Los Lakers de Jerry West, con Kareem Abdul-Jabbar al nivel MVP que alcanzó en 1977 (el quinto, el sexto llegaría en 1980), eran un buen equipo de espíritu funcionarial: 53, 45 y 47 victorias para caer tres veces antes de la Final de Conferencia, la última ante los Sonics que acabaron siendo campeones con Gus Williams, Dennis Johnson, Jack Sikma y Lonnie Shelton. Eran unos Lakers que empezaban en el explosivo guard Norm Nixon, un demonio con un poderosísimo primer paso, y acababan en el imponente Kareem; un eje flanqueado por dos anotadores como Jamaal Wilkes y un Adrian Dantley que se fue a los Jazz en el verano de 1979 para convertirse en una estrella hoy olvidada de los felices años ochenta. Pero faltaba vibración, vida, esa alegría que desde luego West no podía ni disimular que no sentía.

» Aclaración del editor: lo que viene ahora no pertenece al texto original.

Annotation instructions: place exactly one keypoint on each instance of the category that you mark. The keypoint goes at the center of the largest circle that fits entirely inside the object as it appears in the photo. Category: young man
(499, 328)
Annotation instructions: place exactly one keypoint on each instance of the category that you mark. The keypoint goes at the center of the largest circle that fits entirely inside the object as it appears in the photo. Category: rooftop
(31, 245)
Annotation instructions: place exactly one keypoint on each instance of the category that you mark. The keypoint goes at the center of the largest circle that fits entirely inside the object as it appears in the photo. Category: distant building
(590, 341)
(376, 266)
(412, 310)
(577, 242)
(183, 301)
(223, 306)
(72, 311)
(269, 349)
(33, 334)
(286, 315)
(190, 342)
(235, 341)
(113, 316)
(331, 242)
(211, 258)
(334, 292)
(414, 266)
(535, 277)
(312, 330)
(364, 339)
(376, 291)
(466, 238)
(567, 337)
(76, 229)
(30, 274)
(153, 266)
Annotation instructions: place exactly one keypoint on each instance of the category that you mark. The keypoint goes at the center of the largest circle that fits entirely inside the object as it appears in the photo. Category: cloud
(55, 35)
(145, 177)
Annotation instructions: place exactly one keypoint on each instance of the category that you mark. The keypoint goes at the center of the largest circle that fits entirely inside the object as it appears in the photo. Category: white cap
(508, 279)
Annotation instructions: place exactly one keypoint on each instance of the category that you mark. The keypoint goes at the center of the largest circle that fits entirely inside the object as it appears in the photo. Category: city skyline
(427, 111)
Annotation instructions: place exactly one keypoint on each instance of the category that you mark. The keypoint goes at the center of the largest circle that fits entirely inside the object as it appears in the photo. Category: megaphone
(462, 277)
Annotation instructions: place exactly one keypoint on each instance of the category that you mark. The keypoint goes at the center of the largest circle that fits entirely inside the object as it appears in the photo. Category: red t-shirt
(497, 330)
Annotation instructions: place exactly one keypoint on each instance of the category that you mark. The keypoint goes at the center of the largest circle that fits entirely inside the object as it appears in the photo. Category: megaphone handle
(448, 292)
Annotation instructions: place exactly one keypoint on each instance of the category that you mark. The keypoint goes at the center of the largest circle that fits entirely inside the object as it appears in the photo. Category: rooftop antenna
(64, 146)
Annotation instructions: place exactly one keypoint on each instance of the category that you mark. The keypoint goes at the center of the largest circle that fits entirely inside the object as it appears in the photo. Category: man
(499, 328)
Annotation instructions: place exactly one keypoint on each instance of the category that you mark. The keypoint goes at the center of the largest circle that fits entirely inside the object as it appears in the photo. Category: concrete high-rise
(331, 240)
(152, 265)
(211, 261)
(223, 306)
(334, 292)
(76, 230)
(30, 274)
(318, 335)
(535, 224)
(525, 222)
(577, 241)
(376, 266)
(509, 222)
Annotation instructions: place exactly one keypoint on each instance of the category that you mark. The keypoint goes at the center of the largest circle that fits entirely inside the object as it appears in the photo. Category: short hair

La primera opción de los Lakers para revolucionar su banquillo fue Jerry Tarkanian, que había llevado a la Final Four a la Universidad de Las Vegas y que acabó flirteando con los angelinos antes de quedarse en College y tener mucho después una única y fallida experiencia NBA, con los Spurs en 1992. Los Lakers iban a hacer de oro a un Tarkanian al que iban a doblar en aquel verano de 1979 su salario de 350.000 dólares anuales. Con la operación cerrada, el técnico tuvo tiempo para dar marcha atrás y volver a la universidad con la que por fin ganó el March Madness en 1990 porque, al más puro estilo noire, su agente, Victor Weiss, fue encontrado muerto dentro de un Rolls Royce, en un aparcamiento de Beverly Hills. Lo último que se había sabido de él es que había dejado cerrado con Jack Kent Cooke y Jerry Buss (dueños saliente y entrante) el salto de su representado a la NBA. La muerte (dos disparos por detrás en la cabeza) de Weiss, con fuertes conexiones con la mafia y el lavado de dinero manchado de sangre, no condujo a ningún arresto y sigue sin resolverse a día de hoy.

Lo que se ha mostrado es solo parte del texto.